Available bandwidth in wireless networks.

The server offers seven video qualities including 750, 1250, 1750, 2250, 3000, 3750, 4500 kbps, and the length of the segment is set to 2 s. The experiments are performed for 200 s, and we compare the performance of the proposed scheme to two existing schemes, the conventional scheme [5] and BBA [6].

Figure 7 shows the changes in the video quality level and the buffer level of each scheme. All schemes do not experience the buffer underflow, but the conventional scheme changes the quality level unnecessarily because it selects the quality level based on the inaccurately measured bandwidth. BBA experiences a high number of the quality level changes because the buffer level fluctuates near the buffer thresholds. The proposed scheme selects the quality level by using the buffer underflow probability and the instability, instead of using the measured bandwidth. Therefore, the proposed scheme minimizes the unnecessary quality changes.

Fig. 7.
figure 7

Changes in the quality level (left) and the buffer level (right).

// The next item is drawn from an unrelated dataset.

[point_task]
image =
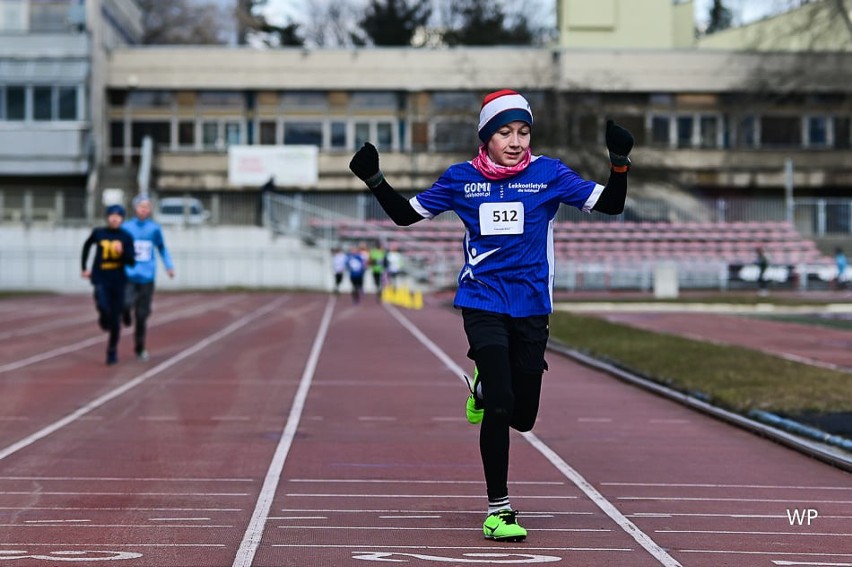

Figure 8 shows the QoE comparison of the quality control schemes. The average video quality of the conventional scheme and BBA are lower than the proposed scheme, and the changes in the quality level of the proposed scheme are almost one-third of the compared schemes.

Fig. 8.
figure 8

QoE comparison of the quality control schemes.

5 Conclusion

In this paper, we have proposed the adaptive quality control scheme to improve QoE of video streaming in wireless networks. For quality control, the proposed scheme calculates two factors, the buffer underflow probability and the instability. Based on these factors, the proposed scheme defines the quality control region that consists of four sub-regions and applying different control strategy according to each sub-region. The proposed scheme selects the quality level using the control strategy of the determined sub-region. Experimental results have shown that the proposed scheme improves QoE by minimizing the unnecessary quality changes and the risk of the buffer underflow and maximizing the average video quality.

In future work, we plan to implement the proposed scheme in a real video player and evaluate the performance using complicated network scenarios with other quality control schemes.